High-pressure x-ray emission measurements are used to provide crucial evidence in the longstanding debate over the nature of the isostructural ($\alpha$, $\gamma$) volume collapse in elemental cerium. Extended local atomic model calculations show that the satellite of the $L\gamma$ emission line offers direct access to the total angular momentum observable $⟨J^2⟩$. This satellite experiences a 30% steplike decrease across the volume collapse, validating the Kondo model in conjunction with previous measurements. Direct comparisons are made with previous predictions by dynamical mean field theory. A general experimental methodology is demonstrated for analogous work on a wide range of strongly correlated $f$-electron systems.

Figure 1

(a) The full Ce $L{\gamma }_1$ emission line as measured experimentally and calculated by the extended atomic model. All theory spectra are shifted by a constant $E_0=175\mathrm{eV}$ and broadened by convolution with a 5 eV Lorentzian form. (b) Comparison of the calculated shoulder intensity of the $L{\gamma }_1$ emission line with the instantaneous (bare) $⟨J^2⟩$ moment. Both decrease with growing hybridization with the shoulder intensity dropping slightly faster than the moment. (c) A close-up of the satellite region revealing the steplike nature of the VC process.
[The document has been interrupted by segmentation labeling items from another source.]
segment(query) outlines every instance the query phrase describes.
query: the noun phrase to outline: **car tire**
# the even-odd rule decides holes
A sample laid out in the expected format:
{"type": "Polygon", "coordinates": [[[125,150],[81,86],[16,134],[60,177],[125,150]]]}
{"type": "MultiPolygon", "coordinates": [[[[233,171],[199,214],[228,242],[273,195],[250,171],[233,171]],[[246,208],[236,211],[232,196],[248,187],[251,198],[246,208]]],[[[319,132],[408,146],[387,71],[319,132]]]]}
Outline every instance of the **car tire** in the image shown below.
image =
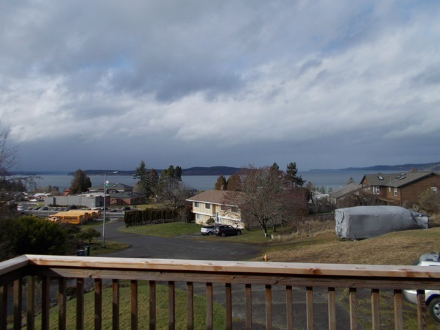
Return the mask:
{"type": "Polygon", "coordinates": [[[428,305],[428,309],[432,318],[437,322],[440,322],[440,297],[435,297],[431,299],[428,305]]]}

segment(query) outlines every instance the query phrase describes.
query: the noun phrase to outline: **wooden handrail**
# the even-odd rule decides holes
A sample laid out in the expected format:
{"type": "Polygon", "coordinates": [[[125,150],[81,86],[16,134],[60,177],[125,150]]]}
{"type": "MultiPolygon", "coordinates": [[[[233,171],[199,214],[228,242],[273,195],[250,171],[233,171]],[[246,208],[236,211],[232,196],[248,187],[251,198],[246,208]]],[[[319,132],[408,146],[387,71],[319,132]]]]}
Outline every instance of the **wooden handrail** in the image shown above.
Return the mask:
{"type": "MultiPolygon", "coordinates": [[[[263,263],[252,261],[212,261],[206,260],[146,259],[40,256],[27,254],[30,265],[78,268],[146,270],[154,271],[216,272],[223,273],[277,274],[321,276],[390,277],[440,278],[440,267],[389,265],[351,265],[304,263],[263,263]]],[[[16,258],[15,258],[16,259],[16,258]]],[[[14,260],[14,259],[12,259],[14,260]]],[[[7,263],[8,261],[5,261],[7,263]]],[[[0,263],[0,269],[3,267],[0,263]]],[[[1,273],[0,273],[1,274],[1,273]]]]}

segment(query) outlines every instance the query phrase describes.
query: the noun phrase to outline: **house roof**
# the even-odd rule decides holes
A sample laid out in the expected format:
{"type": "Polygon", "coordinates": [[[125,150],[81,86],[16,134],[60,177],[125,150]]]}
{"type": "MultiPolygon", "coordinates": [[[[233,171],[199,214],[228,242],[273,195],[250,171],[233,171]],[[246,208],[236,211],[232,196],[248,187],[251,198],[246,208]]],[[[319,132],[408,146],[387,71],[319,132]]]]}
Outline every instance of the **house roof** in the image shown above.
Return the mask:
{"type": "MultiPolygon", "coordinates": [[[[120,184],[118,182],[109,182],[109,185],[107,186],[107,189],[120,189],[120,190],[127,190],[127,189],[133,189],[131,186],[129,186],[127,184],[120,184]]],[[[98,186],[90,187],[89,190],[104,190],[104,184],[101,184],[98,186]]]]}
{"type": "Polygon", "coordinates": [[[205,190],[186,199],[188,201],[199,201],[201,203],[210,203],[211,204],[230,204],[228,201],[232,200],[234,196],[239,196],[241,192],[238,191],[205,190]]]}
{"type": "Polygon", "coordinates": [[[439,172],[408,172],[397,174],[366,174],[361,183],[365,179],[370,186],[384,186],[386,187],[399,188],[414,182],[432,175],[439,175],[439,172]]]}
{"type": "Polygon", "coordinates": [[[344,186],[342,188],[336,189],[331,192],[329,192],[331,198],[340,198],[347,195],[353,194],[356,191],[359,191],[362,189],[363,185],[360,184],[349,184],[346,186],[344,186]]]}
{"type": "Polygon", "coordinates": [[[145,196],[144,194],[140,194],[139,192],[131,192],[128,191],[121,191],[119,192],[112,193],[111,198],[140,198],[145,196]]]}

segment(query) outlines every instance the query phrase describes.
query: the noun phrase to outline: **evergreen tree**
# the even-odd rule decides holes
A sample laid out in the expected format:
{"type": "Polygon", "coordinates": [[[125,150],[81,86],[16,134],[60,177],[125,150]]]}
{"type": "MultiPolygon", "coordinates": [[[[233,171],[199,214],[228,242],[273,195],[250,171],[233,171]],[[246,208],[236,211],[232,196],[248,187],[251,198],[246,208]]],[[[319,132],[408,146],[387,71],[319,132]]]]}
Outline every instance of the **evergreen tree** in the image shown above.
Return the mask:
{"type": "Polygon", "coordinates": [[[296,162],[289,163],[286,170],[286,177],[292,187],[302,187],[305,182],[305,180],[302,179],[302,177],[298,176],[297,173],[296,162]]]}
{"type": "Polygon", "coordinates": [[[155,195],[157,191],[157,185],[159,184],[159,175],[156,170],[151,168],[148,171],[148,180],[150,181],[150,189],[151,193],[155,195]]]}
{"type": "Polygon", "coordinates": [[[223,176],[223,175],[220,175],[217,178],[217,181],[215,182],[215,185],[214,186],[214,189],[216,190],[228,190],[228,182],[226,181],[226,178],[223,176]]]}
{"type": "Polygon", "coordinates": [[[133,178],[138,179],[137,188],[139,192],[144,194],[147,197],[151,195],[151,186],[150,184],[150,176],[146,170],[145,162],[140,161],[139,166],[135,169],[133,178]]]}
{"type": "Polygon", "coordinates": [[[240,175],[238,174],[233,174],[229,177],[226,187],[228,187],[228,190],[230,191],[241,191],[241,181],[240,175]]]}
{"type": "Polygon", "coordinates": [[[90,187],[91,187],[91,182],[85,172],[80,169],[76,170],[72,179],[69,192],[72,195],[80,194],[87,191],[90,187]]]}
{"type": "Polygon", "coordinates": [[[160,200],[166,203],[172,203],[179,195],[179,188],[182,181],[182,168],[176,166],[175,168],[170,165],[167,169],[160,173],[159,183],[157,184],[157,195],[160,200]]]}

The closeup also shows the virtually identical lineshapes for all the pressures below the VC (2.6, 6.0, and 6.3 kbar) and—with a reduced satellite—above the VC (15.2, 22, and 45 kbar). The lines are well fit by a sum of two Lorentzians in the spectral region of interest and the black curve shows the contribution of the main peak in the shoulder region. The calculated spectra with and without hybridization are displayed, showing that this extension outside the atomic limit effectively captures the spectral evolution through the VC.

Figure 2

Comparison of experimental data with DMFT predictions. Left axis: Comparison of the normalized shoulder intensity (data points with error bars) with predictions for the angular quantum number $⟨J^2⟩$ (dashed line), which has been normalized with regard to its atomic value. The predicted $⟨J^2⟩$ changes in the opposite direction than does the data. The thick line through the XES data points is a guide for the eye. Right axis: Number of $4f$ electrons $n_f$. The previous experimental results (large squares) show a drop of 20%, while predicted $n_f$ (solid line) decreases only slightly across the VC. Note that the satellite intensity roughly follows the previous measurement of $n_f$, with the drop in intensity being slightly larger. The modified atomic calculations predict this greater drop in satellite intensity in comparison to $n_f$, just as they do in comparison to $⟨J^2⟩$, as shown in Fig. 1b.